I was mystified as the country I believed in for at least a few years so easily handed itself over to a maniac. I thought of my friends in Indonesia, who took to the streets to fight for the system they desired, and the students in Burma who dreamt under the thumb of a dictatorship, reading five-year-old Time magazines in the night. It made me wonder why America, with so much pride in its democracy, could so willingly hand itself over to someone hellbent on destroying it.

What I Learned From My Heritage Prepared Me to Fight for Democracy in America

My first protest after Trump’s inauguration was the 2017 Women’s March in Washington, D.C., an almost instantaneous organization of our anger. I wore all black, painted tears on my face and sported a sign that said “R.I.P. DEMOCRACY.” I meant it. It felt like the end of an American project built on hope, equality and progress. 

A prominent publication asked to take a photo of me, but the photographer didn’t want the message from my sign in it. Instead, she asked me to hold a “Love Trumps Hate” sign instead, a positive message that felt, to me, out of reach.
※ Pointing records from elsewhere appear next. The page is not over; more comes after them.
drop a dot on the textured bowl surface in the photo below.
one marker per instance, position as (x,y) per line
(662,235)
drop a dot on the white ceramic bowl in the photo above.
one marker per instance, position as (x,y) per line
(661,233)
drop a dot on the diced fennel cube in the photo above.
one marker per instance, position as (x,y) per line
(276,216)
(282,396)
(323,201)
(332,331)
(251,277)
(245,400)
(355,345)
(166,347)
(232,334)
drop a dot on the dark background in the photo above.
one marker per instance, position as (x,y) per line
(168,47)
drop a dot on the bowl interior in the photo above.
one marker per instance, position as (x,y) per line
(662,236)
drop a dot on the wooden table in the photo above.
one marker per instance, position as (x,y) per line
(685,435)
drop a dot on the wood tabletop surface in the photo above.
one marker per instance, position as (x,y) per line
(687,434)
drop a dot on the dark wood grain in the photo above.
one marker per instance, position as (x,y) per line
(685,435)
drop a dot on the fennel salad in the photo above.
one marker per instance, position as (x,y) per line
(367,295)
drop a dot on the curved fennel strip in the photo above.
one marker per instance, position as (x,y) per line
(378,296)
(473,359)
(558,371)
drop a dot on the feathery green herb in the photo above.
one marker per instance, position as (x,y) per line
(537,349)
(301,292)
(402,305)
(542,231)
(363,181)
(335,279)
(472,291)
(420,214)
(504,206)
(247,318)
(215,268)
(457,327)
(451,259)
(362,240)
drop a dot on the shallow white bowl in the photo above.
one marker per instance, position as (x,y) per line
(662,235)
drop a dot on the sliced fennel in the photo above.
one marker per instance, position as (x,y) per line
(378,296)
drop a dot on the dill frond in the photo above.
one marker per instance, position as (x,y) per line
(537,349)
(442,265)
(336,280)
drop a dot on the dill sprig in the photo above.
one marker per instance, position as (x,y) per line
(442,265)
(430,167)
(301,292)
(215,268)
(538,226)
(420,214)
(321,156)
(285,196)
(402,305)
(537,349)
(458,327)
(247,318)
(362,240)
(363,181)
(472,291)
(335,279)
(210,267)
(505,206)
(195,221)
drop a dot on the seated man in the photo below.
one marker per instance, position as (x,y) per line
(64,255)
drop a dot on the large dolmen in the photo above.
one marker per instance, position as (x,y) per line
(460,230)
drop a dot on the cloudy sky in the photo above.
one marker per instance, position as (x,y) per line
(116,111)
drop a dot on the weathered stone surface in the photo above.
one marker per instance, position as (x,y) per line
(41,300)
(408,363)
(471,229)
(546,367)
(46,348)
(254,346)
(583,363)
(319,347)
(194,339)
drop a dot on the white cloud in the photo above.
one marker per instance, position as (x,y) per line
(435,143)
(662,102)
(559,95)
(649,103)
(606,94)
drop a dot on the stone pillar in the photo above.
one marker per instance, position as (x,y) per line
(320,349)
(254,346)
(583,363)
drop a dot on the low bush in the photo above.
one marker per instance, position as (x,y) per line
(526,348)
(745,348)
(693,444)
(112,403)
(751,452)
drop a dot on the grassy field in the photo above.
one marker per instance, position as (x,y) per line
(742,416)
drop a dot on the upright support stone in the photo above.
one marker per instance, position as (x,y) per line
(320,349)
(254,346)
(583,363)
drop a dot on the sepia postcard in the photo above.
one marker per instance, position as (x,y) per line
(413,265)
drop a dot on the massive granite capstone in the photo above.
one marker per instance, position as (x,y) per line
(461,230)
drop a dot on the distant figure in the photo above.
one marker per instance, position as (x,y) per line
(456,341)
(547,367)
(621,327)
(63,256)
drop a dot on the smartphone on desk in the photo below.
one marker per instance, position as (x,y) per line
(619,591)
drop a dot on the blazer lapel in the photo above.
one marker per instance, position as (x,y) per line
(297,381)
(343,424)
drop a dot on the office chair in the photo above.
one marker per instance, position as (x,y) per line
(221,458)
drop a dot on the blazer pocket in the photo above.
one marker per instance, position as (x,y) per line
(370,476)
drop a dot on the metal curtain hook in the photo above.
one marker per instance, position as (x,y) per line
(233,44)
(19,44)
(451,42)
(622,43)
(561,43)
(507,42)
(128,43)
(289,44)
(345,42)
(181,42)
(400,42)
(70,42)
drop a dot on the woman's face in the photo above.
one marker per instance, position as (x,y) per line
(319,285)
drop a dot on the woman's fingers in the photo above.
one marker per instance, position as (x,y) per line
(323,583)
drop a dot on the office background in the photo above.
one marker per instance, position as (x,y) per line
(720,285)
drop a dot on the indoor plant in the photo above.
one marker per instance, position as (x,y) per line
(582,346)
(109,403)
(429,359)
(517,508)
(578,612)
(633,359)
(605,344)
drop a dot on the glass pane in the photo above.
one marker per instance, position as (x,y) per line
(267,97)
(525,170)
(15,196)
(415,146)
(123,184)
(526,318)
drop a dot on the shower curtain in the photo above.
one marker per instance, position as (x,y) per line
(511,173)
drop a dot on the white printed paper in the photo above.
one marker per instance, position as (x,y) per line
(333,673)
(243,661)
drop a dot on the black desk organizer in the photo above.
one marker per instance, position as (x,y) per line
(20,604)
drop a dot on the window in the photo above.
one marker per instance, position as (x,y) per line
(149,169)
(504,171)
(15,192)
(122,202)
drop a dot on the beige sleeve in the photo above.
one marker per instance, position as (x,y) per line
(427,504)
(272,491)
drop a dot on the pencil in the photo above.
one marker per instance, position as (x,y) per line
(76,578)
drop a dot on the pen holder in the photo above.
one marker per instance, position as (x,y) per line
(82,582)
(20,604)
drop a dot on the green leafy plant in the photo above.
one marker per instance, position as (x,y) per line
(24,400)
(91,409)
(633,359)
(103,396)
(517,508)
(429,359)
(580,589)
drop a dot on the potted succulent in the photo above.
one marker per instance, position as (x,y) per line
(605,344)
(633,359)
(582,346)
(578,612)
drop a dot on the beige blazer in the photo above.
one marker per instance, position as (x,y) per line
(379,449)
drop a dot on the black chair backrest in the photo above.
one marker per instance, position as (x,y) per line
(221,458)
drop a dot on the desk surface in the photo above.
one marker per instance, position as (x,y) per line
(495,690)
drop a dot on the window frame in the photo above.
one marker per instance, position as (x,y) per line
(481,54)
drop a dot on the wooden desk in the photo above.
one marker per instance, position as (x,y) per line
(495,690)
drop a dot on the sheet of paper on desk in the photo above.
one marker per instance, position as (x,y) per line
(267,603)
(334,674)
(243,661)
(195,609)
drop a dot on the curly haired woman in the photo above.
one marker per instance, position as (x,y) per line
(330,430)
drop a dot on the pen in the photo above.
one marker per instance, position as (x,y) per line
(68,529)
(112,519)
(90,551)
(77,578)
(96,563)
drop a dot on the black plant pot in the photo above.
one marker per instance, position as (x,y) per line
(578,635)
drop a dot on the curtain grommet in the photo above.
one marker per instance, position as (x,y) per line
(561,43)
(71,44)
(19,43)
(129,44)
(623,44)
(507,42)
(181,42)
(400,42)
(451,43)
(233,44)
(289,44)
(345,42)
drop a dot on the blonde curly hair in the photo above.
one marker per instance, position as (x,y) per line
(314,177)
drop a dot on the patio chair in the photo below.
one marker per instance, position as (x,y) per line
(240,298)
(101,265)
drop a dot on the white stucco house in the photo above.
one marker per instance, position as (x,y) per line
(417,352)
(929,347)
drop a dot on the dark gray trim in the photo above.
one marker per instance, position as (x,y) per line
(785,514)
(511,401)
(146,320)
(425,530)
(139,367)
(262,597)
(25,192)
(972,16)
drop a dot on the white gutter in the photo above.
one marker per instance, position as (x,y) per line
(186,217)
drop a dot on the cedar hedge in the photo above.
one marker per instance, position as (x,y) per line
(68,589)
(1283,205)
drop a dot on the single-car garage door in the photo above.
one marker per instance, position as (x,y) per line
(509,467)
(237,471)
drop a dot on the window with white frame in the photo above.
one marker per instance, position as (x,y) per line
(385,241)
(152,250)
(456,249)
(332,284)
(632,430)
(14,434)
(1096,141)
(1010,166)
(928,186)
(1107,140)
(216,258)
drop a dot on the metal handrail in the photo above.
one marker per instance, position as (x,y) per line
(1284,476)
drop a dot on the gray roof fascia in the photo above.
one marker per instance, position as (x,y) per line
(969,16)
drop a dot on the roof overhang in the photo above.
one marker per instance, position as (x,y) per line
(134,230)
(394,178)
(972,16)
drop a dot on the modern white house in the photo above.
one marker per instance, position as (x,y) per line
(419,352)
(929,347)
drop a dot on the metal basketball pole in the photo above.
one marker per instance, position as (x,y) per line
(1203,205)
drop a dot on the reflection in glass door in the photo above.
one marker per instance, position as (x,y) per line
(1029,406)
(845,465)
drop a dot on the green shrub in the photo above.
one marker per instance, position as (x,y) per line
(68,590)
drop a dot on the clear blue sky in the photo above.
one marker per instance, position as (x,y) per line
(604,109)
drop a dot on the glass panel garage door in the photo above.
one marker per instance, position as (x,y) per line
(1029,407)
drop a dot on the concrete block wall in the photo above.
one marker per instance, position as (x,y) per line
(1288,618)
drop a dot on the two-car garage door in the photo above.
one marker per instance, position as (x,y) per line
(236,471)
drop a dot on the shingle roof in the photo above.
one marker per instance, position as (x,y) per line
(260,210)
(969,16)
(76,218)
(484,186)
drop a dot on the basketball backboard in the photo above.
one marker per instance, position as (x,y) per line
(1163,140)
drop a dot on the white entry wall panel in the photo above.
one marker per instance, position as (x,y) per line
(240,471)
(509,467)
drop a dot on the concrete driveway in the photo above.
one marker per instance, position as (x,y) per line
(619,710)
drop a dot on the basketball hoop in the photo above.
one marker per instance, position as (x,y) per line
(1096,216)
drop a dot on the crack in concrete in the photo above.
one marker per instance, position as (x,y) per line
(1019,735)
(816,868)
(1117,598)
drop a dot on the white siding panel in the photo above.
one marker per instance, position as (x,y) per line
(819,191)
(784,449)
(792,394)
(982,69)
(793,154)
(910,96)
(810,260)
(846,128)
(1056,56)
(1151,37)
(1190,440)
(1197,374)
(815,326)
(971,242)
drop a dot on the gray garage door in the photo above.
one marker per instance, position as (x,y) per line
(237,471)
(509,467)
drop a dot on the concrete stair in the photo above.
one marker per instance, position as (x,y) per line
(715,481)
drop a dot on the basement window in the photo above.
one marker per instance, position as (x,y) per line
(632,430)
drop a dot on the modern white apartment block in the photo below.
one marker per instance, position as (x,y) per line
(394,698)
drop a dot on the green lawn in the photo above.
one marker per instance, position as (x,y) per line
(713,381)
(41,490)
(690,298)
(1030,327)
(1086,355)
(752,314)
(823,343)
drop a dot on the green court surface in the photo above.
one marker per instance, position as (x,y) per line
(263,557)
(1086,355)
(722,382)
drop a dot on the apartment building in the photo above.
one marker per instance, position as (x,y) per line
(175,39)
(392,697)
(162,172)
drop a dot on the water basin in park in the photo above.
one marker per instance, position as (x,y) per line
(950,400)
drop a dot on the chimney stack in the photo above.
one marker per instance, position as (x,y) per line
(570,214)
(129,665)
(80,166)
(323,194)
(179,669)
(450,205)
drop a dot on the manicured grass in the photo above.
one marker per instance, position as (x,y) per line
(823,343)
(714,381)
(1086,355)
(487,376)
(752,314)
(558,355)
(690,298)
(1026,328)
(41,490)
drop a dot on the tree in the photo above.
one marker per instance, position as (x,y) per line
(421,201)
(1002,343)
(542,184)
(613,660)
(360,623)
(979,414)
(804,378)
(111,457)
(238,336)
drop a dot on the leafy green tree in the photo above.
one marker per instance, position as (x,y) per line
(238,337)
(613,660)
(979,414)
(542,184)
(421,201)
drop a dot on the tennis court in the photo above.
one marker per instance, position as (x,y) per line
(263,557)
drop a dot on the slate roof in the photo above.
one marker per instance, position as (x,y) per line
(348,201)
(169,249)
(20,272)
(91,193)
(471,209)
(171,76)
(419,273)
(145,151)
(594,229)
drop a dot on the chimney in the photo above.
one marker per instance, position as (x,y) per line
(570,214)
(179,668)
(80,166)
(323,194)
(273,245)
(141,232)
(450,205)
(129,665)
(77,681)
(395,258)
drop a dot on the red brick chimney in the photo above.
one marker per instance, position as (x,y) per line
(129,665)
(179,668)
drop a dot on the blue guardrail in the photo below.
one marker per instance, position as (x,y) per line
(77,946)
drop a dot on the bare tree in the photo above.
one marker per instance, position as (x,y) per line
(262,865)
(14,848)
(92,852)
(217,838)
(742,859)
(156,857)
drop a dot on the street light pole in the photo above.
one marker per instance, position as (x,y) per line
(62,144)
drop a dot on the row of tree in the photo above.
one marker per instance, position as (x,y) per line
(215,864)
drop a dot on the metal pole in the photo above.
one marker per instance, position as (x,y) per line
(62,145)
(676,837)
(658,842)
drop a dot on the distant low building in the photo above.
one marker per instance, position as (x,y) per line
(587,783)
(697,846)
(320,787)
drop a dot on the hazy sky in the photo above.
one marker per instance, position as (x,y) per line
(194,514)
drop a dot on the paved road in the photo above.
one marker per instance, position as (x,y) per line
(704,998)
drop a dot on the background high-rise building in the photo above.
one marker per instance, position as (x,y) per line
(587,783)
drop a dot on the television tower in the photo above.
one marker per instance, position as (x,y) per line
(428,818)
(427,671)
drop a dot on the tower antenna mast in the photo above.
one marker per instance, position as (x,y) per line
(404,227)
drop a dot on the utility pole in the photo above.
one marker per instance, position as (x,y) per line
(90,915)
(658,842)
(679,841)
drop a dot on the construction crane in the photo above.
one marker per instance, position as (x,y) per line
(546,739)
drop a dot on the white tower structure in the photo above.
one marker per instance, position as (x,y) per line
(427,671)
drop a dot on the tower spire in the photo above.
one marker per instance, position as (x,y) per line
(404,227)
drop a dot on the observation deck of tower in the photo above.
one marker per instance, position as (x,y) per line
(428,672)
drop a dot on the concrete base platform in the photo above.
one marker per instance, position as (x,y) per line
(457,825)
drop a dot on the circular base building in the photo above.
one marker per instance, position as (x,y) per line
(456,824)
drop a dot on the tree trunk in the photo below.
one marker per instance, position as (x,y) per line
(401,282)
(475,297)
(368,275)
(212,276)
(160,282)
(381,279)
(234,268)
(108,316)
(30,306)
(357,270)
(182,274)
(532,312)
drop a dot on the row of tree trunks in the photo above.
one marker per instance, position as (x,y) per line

I wondered if I was being too extreme. 

As America got pummeled with Trump’s executive orders of cruelty and intentional chaos, the Overton Window—the range of behavior considered acceptable in our society—was stretched further and further to the right. “Fascism” became a household word again, revived from the dregs of the Second World War. The whiplash of who was in and who was out at the White House trivialized serious roles meant to advise executive power, until it was all sycophants competing to maintain a favored status. The media was vilified, and the least political topics became lightning rods for partisan debate: public health, the Postal Service, pizza. The death of Black and brown people at the hands of police and the deportation of immigrants became specters of cruelty without remorse. 

Now we’re careening towards another historic election. 

We have a president threatening a coup if he’s voted out of office as he, whack-a-mole, abuses democracy and public safety. The apparent stability and progress that Americans have invested in is teetering, and a global, historical view shows us that the moment of greatness we had could continue its freefall towards dictatorship

But I’m not a total pessimist. Trump has tried to dismantle institutions, pack federal seats with right-wing activists and demoralize the public, but the tendency towards progress that is part of the American mindset buoys me. America is a country that’s all about defying gravity. I can only hope that this November, America will prove me wrong.